福井県の「ふくい採用力強化補助金」は、この採用活動そのものへの投資を支援する制度です。パンフレット制作からデジタル採用媒体、企業説明会の実施費用まで、3分の1、上限60万円が補助されます。
ふくい採用力強化補助金の要点まとめ
| 項目 | 内容 |
|---|---|
| 申請者 | 事業者(福井県内に本社を持つ中小企業・小規模企業者) |
| 制度名 | 令和8年度ふくい採用力強化補助金 |
| 対象業種 | 業種指定なし |
| 利用目的 | 人材採用・採用力強化の取り組み |
| 対象地域 | 福井県内 |
| 従業員数 | 中小企業基本法上の中小企業者・小規模事業者(小規模事業者は常時使用する従業員数が原則20人以下、商業・サービス業は5人以下) |
| 補助上限額 | 60万円 |
| 補助率 | 3分の1 |
| 申請受付 | 「採用力強化支援企業」認定後に別途通知(事前の宣言登録・認定が必要) |
| 公式サイト | 福井県「ふくい採用力強化補助金」 |

申請の前に済ませておく登録がある
この補助金は、いきなり申請書を出して終わりではありません。 まず、次のいずれかへの登録が必要です。
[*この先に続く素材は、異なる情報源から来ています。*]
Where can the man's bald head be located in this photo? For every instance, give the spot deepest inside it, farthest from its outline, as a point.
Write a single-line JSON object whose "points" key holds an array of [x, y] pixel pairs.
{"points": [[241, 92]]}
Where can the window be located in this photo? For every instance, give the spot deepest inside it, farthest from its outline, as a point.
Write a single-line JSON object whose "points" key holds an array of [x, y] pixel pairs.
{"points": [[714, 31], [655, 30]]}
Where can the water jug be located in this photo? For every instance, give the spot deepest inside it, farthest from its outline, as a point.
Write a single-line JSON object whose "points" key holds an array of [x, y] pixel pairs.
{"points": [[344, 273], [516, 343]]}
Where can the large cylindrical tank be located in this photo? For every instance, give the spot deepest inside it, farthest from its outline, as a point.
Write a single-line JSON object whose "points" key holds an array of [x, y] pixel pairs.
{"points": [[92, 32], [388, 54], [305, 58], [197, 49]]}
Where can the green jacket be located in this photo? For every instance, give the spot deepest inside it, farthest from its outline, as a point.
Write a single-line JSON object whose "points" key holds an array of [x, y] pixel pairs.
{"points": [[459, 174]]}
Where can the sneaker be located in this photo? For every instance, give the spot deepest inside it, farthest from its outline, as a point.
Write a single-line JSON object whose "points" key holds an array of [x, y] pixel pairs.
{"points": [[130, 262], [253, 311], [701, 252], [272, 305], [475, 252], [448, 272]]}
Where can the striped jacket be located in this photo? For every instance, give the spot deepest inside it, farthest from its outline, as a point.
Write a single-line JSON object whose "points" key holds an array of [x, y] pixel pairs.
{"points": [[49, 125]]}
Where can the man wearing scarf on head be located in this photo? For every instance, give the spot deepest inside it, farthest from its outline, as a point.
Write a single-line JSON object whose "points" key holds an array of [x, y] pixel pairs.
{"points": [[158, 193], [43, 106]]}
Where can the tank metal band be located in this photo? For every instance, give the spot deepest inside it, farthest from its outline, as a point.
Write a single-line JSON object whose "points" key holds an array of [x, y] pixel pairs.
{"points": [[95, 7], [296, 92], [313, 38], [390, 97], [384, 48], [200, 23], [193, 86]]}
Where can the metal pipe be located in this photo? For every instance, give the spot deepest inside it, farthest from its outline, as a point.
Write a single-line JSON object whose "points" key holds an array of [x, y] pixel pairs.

- 「パートナーシップ構築宣言」ポータルサイトへの登録
- 「社員ファースト企業宣言」(賃金引き上げを含む)
- 「ふくい女性活躍推進企業」登録
そのうえで、福井県の「採用力強化支援企業」としての認定を受ける必要があります。この認定が先、補助金の申請はそのあとという順番です。パンフレットの制作を先に進めてしまうと、認定前の発注分が対象外になる可能性があるため、まず登録と認定の手続きから着手するという手が安全です。
いくら戻るか計算する
補助率は3分の1、上限60万円です。例えば、採用パンフレットの制作とウェブ面接環境の整備で合計150万円かかった場合、3分の1は50万円で上限内に収まります。投資額が180万円を超えると、3分の1の額が60万円を超えるため、実際に補助されるのは上限の60万円です。
対象になる取り組みの中身
対象経費として挙げられているのは、次のようなものです。
- 採用にかかるパンフレット・チラシ作成費
- デジタル採用媒体の制作費
- 企業説明会の実施経費
- ウェブ面接環境の整備費
- 採用担当者の研修費
紙のパンフレットだけでなく、デジタル媒体の制作やウェブ面接の環境整備まで幅広く対象に含まれる点は、オンライン採用に力を入れたい企業にとって使いやすい設計です。
よくある質問
登録や認定を受けずに申請できますか?
できません。「パートナーシップ構築宣言」等いずれかへの登録と、県の「採用力強化支援企業」認定が申請の前提条件です。
小規模な会社でも対象になりますか?
対象になります。中小企業・小規模企業者のどちらも対象で、規模の大小そのものより、上記の登録・認定要件を満たしているかがポイントです。
補助金額が確定するのはいつですか?
「採用力強化支援企業」に認定された事業者に対し、申請の案内が別途通知される仕組みです。詳しいスケジュールは福井県労働政策課の事務局にご確認ください。